La verità è che chi ha contribuito alla desecretazione degli atti, gli unici ad essersi battuti per questo, sono quegli “sfessati” dei Cinque Stelle, come li definiscono spesso i miei colleghi giornalisti, come fossero degli imbecilli. La verità è che questi “sfessati imbecilli” sono gli unici ad aver seriamente mosso un dito per la nostra terra. È questa la verità. La verità è che da questo Stato, di cui mi vergogno profondamente, non potrà mai venire una soluzione, né una parola, dopo 16 anni di silenzio.
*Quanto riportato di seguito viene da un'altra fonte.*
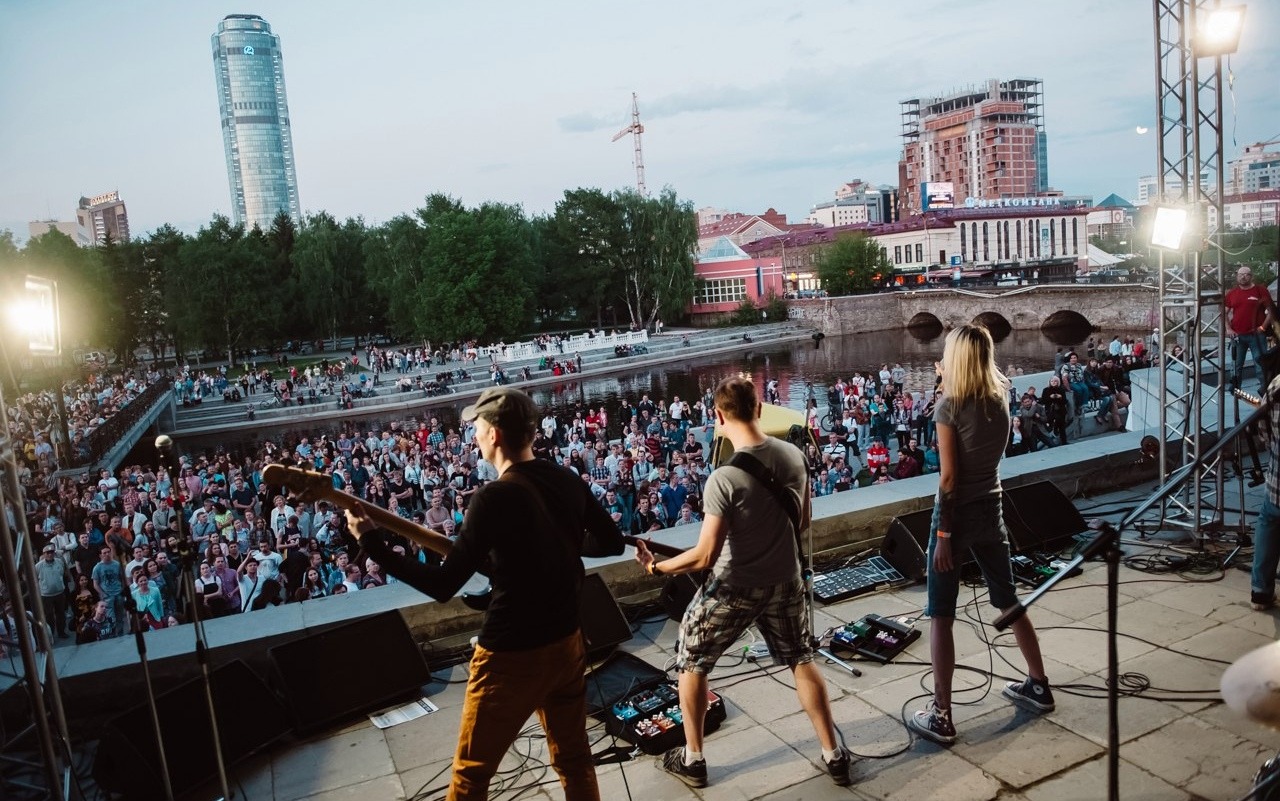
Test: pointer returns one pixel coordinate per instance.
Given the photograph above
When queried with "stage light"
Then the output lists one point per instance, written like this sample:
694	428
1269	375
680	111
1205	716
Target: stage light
1219	31
1169	228
35	315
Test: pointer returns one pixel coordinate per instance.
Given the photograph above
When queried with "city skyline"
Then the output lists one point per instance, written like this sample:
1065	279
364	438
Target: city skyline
745	106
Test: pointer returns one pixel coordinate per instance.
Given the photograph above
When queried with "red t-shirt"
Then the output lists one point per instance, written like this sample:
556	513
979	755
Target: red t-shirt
1248	309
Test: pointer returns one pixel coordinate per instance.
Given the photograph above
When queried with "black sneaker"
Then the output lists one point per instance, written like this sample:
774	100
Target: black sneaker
839	769
933	724
673	763
1031	694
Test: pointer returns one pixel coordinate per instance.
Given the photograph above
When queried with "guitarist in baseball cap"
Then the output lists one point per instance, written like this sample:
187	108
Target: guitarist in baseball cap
528	531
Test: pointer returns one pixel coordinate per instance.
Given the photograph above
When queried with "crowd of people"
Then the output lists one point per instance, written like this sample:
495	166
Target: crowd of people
90	402
647	463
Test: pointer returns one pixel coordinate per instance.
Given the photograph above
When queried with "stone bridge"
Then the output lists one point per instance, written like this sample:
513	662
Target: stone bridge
1109	306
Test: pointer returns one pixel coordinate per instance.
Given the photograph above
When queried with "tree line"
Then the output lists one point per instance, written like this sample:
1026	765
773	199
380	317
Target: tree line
444	271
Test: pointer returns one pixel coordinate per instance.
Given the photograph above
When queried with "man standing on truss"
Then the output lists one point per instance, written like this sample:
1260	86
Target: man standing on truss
1252	314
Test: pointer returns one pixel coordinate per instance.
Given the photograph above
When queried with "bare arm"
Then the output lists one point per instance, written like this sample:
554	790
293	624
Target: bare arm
700	557
947	468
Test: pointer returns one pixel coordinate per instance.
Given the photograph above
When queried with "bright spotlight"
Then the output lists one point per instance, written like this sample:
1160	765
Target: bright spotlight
35	315
1219	31
1169	228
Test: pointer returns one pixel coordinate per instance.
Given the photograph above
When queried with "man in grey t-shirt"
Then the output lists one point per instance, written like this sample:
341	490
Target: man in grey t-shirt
749	544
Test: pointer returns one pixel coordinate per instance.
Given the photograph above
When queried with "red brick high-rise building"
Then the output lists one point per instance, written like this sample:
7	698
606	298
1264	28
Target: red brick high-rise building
987	141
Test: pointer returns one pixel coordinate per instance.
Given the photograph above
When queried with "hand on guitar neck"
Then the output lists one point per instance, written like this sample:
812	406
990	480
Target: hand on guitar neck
362	516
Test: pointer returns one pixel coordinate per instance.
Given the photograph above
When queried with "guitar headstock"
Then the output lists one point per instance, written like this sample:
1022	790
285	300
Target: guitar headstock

La verità è che dove ci sono interessi economici, soldi in quantità, passano in secondo piano anche l’onore, la dignità, il bene comune, il senso di appartenenza, l’ideologia. Quando nasci camorrista resti camorrista a vita, anche se siedi nei banchi del Parlamento.
A chi dobbiamo chiedere, adesso, un risarcimento? A questo Stato sanguisuga di soldi e di vita? Chi dobbiamo invocare in nostro aiuto? L’Onu? Amnesty International, la Croce Rossa, la Nato?
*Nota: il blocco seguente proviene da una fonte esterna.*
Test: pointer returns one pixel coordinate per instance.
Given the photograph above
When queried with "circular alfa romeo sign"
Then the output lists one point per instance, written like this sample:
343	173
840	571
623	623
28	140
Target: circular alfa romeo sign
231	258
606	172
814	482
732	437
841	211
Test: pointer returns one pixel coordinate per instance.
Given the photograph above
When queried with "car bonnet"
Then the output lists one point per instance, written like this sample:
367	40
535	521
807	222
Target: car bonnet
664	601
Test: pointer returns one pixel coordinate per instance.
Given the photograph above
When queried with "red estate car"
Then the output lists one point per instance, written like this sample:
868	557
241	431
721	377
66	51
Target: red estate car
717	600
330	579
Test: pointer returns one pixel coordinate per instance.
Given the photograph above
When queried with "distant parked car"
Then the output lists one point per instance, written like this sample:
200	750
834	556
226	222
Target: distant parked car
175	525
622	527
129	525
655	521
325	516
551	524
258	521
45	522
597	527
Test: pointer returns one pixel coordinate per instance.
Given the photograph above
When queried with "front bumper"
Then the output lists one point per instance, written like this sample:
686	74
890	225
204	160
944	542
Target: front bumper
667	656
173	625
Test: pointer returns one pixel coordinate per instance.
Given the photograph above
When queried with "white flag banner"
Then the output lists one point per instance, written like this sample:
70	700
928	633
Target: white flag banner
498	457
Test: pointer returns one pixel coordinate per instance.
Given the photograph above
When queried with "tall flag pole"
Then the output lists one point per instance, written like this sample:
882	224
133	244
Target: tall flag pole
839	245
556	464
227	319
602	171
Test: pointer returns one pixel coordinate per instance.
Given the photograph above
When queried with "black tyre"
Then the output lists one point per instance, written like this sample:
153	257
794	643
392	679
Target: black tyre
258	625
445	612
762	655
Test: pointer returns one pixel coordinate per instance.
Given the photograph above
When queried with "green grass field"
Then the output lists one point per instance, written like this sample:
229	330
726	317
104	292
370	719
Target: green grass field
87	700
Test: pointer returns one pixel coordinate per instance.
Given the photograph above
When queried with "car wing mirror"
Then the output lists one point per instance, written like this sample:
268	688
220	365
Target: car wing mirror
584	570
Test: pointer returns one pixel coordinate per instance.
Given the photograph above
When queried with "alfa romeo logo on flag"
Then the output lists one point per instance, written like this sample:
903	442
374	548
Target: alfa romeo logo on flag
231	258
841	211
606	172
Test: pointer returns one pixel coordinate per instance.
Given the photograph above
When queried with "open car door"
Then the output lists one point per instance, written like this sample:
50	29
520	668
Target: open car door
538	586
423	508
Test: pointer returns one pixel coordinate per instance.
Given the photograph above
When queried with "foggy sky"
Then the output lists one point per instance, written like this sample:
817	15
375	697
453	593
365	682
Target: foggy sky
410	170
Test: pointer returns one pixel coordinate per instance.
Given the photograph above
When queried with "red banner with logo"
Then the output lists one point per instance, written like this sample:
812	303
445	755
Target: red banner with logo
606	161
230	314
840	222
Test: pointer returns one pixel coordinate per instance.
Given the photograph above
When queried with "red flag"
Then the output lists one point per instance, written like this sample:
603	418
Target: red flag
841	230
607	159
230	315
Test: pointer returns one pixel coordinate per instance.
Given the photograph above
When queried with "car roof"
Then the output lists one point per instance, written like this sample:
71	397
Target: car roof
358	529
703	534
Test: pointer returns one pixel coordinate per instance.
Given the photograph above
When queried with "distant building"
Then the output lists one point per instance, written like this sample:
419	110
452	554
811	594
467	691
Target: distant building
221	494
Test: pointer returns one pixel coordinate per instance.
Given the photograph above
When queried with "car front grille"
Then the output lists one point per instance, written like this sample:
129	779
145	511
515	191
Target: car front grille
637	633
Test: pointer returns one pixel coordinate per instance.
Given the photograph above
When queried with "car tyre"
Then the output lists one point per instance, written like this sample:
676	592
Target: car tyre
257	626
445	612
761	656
È un senso di amaro in bocca quello con cui mi sono svegliata questa mattina. Che sapessero tutti lo sapevamo già anche noi. Leggerlo nero su bianco, però, fa impressione. Fa vomitare, mette addosso un disgusto che ti ammazza o ti fa arrabbiare. Ecco, dopo ore passate con la nausea nello stomaco, mentre leggevo le deposizioni desecretate dopo 16 anni, adesso sono semplicemente furiosa. Non sono italiana, non sono campana, appartengo a un popolo di disperati, diseredati, afflitti, uniti solo da una bandiera che dice “stop al biocidio”. Sono una di quelle che comporranno un fiume in piena. Un fiume in piena, come la mia rabbia.
Ho sempre sostenuto che la rabbia sia il motore del mondo e, oggi, una volta in più. Un fiume in piena senza pietà, ma anche senza paura. Contro tutto questo schifo che non mi rappresenta più ma che oggi, scopro, non mi ha mai rappresentata.